Des agriculteurs tibétains aisés

par Jean-Paul Desimpelaere, le 28 février 2008

Dans une interview menée par "Le Nouvel Observateur" (17/01/2008), l’actuel dalaï-lama disait ceci à propos des Tibétains riches vivant en R.A.T. : “Depuis la venue des Chinois au Tibet, les quelques développements positifs ne peuvent pas compenser toutes les destructions qu’ils ont occasionnées. Bien sûr, pour certains Tibétains qui jouissent aujourd’hui de beaucoup de privilèges – en termes de traitement, de logement, etc. – et qui parfois viennent de familles de soi-disant ‘serfs’, leur situation personnelle est nettement plus avantageuse maintenant.” Le sous-entendu de la part du dalaï-lama est que les Chinois auraient soudoyé une minorité de Tibétains pour servir leur régime, des « fonctionnaires collaborateurs » bien payés. Il n’utilise pas cette expression de façon directe mais son fan-club n'y manque pas.

un gros bourg près de Xiangcheng dans le nord du Sichuan près de la frontière du Tibet (photo JPDes, 2007)
un gros bourg près de Xiangcheng dans le nord du Sichuan près de la frontière du Tibet (photo JPDes, 2007)

En septembre 2007, nous avons rencontré des fermiers tibétains aisés. Nous n’avons pas dû chercher longtemps, c'était à la frontière entre le Sichuan et la R.A.T., dans une des 21 maisons colossales d'un village à côté de Xiangcheng (ou Chaktreng).


Pour arriver dans les pièces à vivre situées au premier étage, nous avons du passer par la porcherie au rez-de-chaussée, ce qui indique qu’il s’agissait de fermiers traditionnels. Quelle ne fut pas notre surprise, à l’étage : des meubles magnifiques, de style traditionnels aussi, mais qui n'avaient certainement pas été chinés sur une brocante. Et des espaces énormes, trop en fait. La famille avait construit cette maison il y a 20 ans. A l’époque, ils y vivaient à 10. Les quatre enfants ont quitté la maison, les deux fils se sont mariés et travaillent à Xiangcheng-ville, les deux filles sont à l’internat de la Haute École des Études tibétaines.

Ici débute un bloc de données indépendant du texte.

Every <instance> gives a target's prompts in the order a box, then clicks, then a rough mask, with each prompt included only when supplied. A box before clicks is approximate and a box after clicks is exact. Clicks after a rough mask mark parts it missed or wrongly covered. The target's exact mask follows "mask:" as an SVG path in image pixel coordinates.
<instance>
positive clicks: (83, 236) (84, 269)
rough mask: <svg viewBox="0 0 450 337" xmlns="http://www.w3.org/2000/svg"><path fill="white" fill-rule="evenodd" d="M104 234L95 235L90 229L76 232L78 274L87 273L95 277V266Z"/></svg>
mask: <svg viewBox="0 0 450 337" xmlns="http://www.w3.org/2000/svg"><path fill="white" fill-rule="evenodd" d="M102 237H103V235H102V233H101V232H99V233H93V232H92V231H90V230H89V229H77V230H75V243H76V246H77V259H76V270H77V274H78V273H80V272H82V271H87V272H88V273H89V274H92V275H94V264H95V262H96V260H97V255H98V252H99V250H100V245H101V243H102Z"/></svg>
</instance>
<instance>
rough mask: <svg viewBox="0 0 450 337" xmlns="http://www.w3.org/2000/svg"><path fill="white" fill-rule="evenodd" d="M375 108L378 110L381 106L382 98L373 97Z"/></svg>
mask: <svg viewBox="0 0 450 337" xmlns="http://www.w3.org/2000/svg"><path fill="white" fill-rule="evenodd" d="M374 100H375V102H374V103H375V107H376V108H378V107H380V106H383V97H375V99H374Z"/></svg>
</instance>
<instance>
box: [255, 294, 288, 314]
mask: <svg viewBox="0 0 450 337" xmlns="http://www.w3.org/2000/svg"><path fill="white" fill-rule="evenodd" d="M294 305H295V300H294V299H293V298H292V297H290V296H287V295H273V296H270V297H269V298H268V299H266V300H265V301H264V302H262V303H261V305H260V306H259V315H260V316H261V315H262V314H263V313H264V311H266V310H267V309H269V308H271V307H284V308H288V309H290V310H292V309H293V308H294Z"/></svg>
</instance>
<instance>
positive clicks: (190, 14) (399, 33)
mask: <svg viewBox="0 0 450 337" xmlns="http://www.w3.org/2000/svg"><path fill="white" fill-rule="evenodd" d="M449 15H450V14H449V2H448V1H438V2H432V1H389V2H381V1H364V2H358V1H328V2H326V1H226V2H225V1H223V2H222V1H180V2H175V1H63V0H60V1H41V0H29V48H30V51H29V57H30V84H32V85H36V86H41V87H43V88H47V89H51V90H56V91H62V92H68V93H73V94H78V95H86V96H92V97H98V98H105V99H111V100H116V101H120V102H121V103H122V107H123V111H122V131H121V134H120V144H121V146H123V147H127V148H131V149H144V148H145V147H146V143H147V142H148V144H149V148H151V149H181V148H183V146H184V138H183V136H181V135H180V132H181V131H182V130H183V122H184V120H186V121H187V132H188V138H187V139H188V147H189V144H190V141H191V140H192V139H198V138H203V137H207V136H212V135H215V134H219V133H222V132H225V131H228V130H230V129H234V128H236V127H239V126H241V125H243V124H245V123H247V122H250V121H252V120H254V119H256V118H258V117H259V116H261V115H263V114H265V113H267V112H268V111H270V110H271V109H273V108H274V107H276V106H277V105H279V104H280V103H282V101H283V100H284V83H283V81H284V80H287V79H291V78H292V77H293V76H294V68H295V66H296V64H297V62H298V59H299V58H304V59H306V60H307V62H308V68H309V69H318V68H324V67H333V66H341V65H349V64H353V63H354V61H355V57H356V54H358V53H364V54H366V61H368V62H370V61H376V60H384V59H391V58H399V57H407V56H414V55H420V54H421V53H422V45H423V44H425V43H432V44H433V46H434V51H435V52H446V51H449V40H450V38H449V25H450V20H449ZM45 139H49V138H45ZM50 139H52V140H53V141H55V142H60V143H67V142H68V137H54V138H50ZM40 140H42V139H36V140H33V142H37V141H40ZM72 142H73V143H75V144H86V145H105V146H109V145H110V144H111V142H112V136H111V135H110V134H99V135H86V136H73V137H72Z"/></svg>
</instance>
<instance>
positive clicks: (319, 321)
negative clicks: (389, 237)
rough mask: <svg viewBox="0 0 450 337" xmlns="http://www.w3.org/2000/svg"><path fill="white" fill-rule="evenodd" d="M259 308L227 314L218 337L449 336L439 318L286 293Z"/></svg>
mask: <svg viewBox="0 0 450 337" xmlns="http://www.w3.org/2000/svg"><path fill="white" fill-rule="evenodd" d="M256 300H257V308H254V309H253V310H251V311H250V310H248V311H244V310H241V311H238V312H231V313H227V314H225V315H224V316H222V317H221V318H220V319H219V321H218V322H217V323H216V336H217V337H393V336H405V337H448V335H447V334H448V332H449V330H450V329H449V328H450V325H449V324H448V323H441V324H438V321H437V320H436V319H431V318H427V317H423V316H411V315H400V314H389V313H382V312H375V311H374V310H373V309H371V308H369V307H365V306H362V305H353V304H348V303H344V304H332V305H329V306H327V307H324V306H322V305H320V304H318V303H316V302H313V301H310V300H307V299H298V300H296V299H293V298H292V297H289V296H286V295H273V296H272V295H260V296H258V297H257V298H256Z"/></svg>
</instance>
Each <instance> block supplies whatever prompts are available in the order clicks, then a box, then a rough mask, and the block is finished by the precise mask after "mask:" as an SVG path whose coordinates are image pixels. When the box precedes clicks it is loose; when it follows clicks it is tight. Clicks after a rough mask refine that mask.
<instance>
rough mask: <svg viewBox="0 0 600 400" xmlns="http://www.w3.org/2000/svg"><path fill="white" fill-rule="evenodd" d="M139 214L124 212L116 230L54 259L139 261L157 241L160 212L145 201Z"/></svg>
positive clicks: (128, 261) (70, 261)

Le patriarche de la maison est un oncle qui est moine, converti en marchand de bétail. Durant la Révolution Culturelle (1964-1974), il a dû quitter le monastère où il s'était engagé, pour revenir vivre dans sa famille, comme la plupart des moines ont dû le faire à cette période-là. Il n'est jamais retourné au monastère, même quand ceux-ci ont rouvert leurs portes. Ses parents n’étaient pas des serfs dans l’ancien régime, mais des fermiers moyennement riches qui avaient leurs propres serfs.

Ils n’ont cependant pas été expropriés pendant la réforme agraire des années 60. La famille dispose encore aujourd’hui d’un hectare de terres, ce qui représente le triple de ce que possède en moyenne une famille de paysans chinois. Sur ces terres, ils produisent surtout des céréales, de l’orge, du maïs, des pommes de terre et des tomates en serre. A côté de cela ils ont 4 porcs et 6 vaches.


Mais la famille doit surtout sa petite fortune à leur oncle moine et son commerce de bétail. Celui-ci procure à la famille un revenu supplémentaire de minimum 1000 euros par an que la famille dépense intégralement à l’achat de meubles et d’appareils ménagers. De plus, les membres de la famille parcourent régulièrement les montagnes pour aller ramasser des champignons (le fameux « caterpillar fungus ») et d’autres plantes médicinales pour ensuite les vendre au marché.

un décor intérieur somptueux
un décor intérieur somptueux

Au premier étage de l’habitation, la famille a fait construire pour l'oncle-moine une salle de prière assez vaste pour y mettre une centaine de personnes. Nous leur avons demandé s'ils ont dû dépenser beaucoup pour la construction de leur maison. "Non", ont-ils répondu, "seuls les piliers et la décoration nous ont coûté de l’argent. Pour la construction même les gens du village nous ont aidé gratuitement".